Iran’s Revolutionary Guard Corps is constructing a massive new ship that would expand its reach to new waterways.
The ship is being built near the Strait of Hormuz in order for Iran to create a larger presence in the strategic shipping lane, which is of international importance for the transport of energy supplies, the Associated Press reported.
The Strait of Hormuz, located between the Persian Gulf and the Gulf of Oman, is the only sea route from the Persian Gulf to the open ocean.
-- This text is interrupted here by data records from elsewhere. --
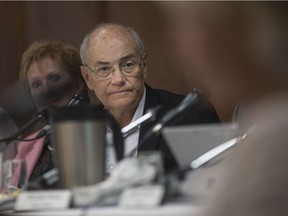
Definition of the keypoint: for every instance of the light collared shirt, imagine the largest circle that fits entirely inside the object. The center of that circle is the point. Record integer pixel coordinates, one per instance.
(130, 142)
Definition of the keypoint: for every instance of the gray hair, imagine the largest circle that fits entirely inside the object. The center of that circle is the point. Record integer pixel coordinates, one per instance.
(85, 44)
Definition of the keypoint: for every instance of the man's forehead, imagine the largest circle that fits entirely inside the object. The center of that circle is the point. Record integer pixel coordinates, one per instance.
(107, 44)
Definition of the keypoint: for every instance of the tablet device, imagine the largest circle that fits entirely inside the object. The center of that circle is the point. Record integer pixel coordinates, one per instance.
(187, 143)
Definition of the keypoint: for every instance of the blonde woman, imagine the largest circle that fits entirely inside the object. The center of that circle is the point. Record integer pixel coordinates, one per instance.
(7, 128)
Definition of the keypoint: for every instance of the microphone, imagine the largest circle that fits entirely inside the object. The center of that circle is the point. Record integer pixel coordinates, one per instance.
(42, 116)
(191, 99)
(132, 127)
(194, 97)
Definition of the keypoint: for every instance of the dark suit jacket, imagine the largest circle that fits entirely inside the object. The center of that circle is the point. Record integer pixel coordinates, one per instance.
(197, 114)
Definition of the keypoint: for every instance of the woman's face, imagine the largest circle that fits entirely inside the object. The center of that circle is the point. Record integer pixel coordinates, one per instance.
(50, 84)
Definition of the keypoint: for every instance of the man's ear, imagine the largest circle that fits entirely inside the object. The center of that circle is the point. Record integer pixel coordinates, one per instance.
(144, 65)
(86, 77)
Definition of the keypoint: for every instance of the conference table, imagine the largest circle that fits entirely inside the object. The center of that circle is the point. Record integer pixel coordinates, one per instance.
(170, 209)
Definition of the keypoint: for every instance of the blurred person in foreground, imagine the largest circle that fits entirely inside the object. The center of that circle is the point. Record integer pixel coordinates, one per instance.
(114, 67)
(253, 176)
(52, 71)
(8, 151)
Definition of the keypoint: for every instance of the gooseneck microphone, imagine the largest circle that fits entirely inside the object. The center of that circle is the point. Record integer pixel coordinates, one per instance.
(193, 98)
(78, 99)
(133, 126)
(42, 116)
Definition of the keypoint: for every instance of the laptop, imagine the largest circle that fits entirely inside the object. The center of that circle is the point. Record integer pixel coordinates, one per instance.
(187, 143)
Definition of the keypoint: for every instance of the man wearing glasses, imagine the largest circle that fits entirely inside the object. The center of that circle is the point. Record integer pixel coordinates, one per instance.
(114, 67)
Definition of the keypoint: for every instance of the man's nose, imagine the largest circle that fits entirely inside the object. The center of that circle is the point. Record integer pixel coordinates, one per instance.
(117, 76)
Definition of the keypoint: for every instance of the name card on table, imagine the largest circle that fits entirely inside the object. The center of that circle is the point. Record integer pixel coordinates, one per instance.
(45, 199)
(142, 196)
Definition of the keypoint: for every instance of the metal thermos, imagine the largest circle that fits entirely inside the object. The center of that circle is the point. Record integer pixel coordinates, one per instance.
(78, 135)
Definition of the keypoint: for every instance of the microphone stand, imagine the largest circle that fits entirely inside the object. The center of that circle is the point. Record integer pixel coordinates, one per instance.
(42, 116)
(132, 127)
(190, 100)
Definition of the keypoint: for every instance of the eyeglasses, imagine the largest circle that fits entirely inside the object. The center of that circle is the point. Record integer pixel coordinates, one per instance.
(127, 68)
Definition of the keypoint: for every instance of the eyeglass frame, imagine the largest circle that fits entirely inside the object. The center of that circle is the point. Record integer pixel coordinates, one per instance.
(112, 69)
It is considered one of the world’s most important shipping points for oil, with an average of 21 million barrels a day flowing through the strait, which is over 20 percent of global consumption.
The Shahid Mahdavi would give the Revolutionary Guard a floating platform to launch its fleet of fast smaller boats that have been designed to go up against naval vessels in the region, especially from the U.S.
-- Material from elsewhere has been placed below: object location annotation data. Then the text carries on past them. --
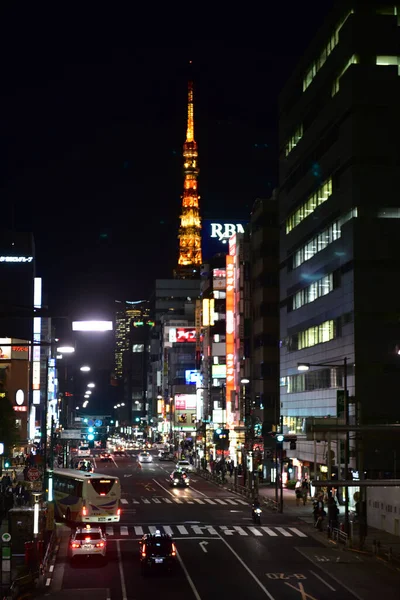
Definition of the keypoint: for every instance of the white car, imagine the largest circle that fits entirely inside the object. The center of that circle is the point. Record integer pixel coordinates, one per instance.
(145, 457)
(87, 541)
(184, 465)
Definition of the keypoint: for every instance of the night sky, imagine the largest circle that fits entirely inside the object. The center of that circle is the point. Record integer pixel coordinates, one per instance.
(92, 125)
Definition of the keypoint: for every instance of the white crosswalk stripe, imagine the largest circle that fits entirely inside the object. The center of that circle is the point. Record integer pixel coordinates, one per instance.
(183, 500)
(203, 530)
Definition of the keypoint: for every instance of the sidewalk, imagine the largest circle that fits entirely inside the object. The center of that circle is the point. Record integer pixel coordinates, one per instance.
(375, 539)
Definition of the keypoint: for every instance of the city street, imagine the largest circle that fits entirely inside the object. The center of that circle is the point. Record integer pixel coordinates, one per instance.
(220, 551)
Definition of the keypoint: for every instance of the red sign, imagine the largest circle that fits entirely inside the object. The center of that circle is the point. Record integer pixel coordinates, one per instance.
(185, 334)
(33, 474)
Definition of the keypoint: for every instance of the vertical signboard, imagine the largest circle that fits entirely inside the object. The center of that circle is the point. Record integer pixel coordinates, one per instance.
(230, 335)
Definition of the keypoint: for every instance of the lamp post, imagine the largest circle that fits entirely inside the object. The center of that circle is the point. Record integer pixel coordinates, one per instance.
(306, 367)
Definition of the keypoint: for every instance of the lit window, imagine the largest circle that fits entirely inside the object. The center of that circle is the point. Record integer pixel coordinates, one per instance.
(316, 199)
(294, 140)
(320, 61)
(318, 334)
(336, 84)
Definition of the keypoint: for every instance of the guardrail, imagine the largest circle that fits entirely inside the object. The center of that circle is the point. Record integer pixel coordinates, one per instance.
(249, 493)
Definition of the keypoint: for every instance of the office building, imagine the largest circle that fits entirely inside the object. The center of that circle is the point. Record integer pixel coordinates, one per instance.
(339, 218)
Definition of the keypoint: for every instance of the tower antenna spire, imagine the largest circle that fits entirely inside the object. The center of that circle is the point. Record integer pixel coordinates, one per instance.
(190, 257)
With U.S.-led Western negotiations on a new nuclear deal with Iran faltering, experts worry about future confrontations in the area between Iran and Western vessels.
“They are looking beyond the Persian Gulf and into the blue waters of the Arabian Sea and the Red Sea and the northern Indian Ocean,” said Farzin Nadimi, of the Washington Institute for Near-East Policy, an expert on Iran’s military.
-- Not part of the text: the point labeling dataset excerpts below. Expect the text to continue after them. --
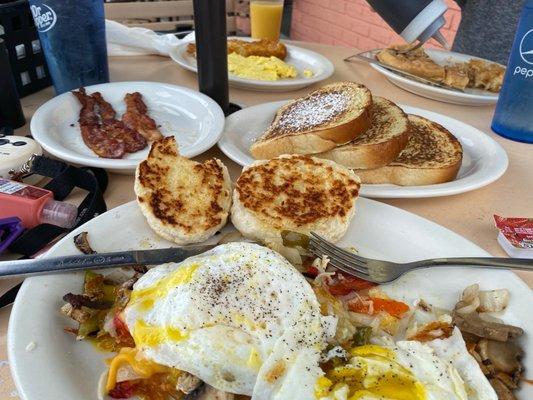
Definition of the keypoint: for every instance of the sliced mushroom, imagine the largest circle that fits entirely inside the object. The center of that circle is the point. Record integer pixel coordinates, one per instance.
(206, 392)
(187, 383)
(473, 324)
(507, 380)
(503, 392)
(81, 241)
(504, 356)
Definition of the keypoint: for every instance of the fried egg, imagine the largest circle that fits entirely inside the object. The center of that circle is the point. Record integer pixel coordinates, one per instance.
(239, 317)
(408, 370)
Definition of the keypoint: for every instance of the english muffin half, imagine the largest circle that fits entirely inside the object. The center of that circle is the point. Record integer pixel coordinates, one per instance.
(295, 193)
(183, 201)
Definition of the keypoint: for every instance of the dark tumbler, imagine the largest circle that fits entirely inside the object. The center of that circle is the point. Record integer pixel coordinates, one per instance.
(72, 34)
(211, 50)
(11, 114)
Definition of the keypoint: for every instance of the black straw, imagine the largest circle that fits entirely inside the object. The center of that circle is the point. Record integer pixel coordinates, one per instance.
(211, 50)
(11, 114)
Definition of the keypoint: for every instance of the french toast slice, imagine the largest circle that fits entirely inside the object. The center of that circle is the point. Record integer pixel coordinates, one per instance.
(184, 201)
(330, 116)
(296, 193)
(380, 144)
(432, 155)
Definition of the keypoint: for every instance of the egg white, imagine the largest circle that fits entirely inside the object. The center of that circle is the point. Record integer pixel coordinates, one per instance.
(239, 317)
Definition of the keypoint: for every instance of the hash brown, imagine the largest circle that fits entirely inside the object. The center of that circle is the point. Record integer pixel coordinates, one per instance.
(262, 48)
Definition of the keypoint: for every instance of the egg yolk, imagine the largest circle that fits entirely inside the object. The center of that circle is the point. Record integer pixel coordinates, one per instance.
(147, 335)
(372, 372)
(145, 298)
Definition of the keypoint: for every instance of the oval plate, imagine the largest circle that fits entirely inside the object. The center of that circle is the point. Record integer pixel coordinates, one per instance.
(470, 97)
(193, 118)
(61, 368)
(484, 160)
(297, 56)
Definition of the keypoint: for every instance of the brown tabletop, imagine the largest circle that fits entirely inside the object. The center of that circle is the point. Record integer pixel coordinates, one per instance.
(468, 214)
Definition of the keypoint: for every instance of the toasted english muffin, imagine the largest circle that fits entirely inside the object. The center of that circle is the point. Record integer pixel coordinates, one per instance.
(380, 144)
(330, 116)
(296, 193)
(432, 155)
(183, 201)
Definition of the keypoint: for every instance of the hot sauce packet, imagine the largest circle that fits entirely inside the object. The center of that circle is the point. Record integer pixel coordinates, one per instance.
(517, 231)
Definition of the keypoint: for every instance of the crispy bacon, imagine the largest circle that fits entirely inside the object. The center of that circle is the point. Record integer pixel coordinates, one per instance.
(105, 109)
(91, 130)
(102, 132)
(136, 117)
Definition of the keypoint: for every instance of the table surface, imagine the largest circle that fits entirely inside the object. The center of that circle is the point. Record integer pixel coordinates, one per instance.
(468, 214)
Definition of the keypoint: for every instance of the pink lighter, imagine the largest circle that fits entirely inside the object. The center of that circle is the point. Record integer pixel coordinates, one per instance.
(34, 205)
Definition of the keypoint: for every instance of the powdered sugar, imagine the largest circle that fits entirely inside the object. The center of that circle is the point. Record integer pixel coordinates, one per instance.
(313, 111)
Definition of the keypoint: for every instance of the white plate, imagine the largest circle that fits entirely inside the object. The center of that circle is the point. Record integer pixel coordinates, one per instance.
(60, 368)
(297, 56)
(193, 118)
(484, 160)
(470, 97)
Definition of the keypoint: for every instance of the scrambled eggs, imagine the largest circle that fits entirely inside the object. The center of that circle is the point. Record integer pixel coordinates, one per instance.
(261, 68)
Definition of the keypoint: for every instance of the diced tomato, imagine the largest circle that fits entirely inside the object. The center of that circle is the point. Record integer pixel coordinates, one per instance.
(121, 328)
(123, 390)
(342, 284)
(312, 271)
(393, 307)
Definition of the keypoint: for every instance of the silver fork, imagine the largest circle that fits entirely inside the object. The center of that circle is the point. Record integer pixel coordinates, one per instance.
(380, 271)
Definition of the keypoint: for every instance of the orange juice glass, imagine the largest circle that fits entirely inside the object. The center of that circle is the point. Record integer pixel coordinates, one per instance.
(265, 18)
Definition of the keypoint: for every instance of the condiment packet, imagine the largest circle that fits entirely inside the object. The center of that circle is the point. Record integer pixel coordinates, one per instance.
(516, 236)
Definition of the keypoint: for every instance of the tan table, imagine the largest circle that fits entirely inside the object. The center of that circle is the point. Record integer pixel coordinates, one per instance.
(469, 214)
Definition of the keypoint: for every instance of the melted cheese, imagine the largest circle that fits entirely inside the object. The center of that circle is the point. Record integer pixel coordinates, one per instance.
(141, 366)
(147, 335)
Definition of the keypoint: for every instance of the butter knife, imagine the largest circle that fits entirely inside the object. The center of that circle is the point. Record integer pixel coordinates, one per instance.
(43, 265)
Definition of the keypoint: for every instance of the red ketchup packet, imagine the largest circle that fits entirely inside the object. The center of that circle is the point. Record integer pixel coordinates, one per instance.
(516, 235)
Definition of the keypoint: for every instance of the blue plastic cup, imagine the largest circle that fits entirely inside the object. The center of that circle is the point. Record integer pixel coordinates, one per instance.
(513, 118)
(72, 34)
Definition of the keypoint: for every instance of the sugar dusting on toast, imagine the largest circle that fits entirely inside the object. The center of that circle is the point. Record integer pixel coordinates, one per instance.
(316, 110)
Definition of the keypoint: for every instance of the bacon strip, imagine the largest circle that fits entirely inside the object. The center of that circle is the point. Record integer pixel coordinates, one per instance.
(101, 131)
(91, 130)
(136, 117)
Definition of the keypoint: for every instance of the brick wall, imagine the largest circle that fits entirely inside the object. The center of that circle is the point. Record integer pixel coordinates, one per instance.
(352, 23)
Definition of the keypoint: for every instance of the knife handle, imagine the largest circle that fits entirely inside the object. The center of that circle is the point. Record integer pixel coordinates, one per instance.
(69, 263)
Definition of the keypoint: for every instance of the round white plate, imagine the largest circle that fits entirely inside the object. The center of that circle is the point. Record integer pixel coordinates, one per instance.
(301, 58)
(470, 97)
(193, 118)
(484, 160)
(61, 368)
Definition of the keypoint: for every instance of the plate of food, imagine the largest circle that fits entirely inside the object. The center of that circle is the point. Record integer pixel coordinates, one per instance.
(467, 80)
(264, 65)
(398, 151)
(256, 316)
(111, 125)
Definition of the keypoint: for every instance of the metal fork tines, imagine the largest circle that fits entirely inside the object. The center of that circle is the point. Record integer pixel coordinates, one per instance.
(380, 271)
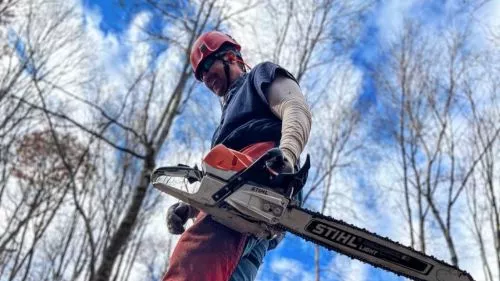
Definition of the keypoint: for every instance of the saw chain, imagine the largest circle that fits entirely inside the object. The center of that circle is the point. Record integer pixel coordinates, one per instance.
(247, 200)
According to the Iranian Fars news agency, the Shahid Mahdavi will be a “mobile naval city” with the ability to ensure “the security of Iran’s trade lines, as well as the rights of Iranian sailors and fishermen in the high seas.”
“This range of new defense and combat innovations for the construction of heavy vessels, in line with the mass development of light vessels, and equipping them with various arrays can maintain Iran’s authority over the Persian Gulf and the (Gulf) of Oman always in the face of transregional enemies,” Fars said.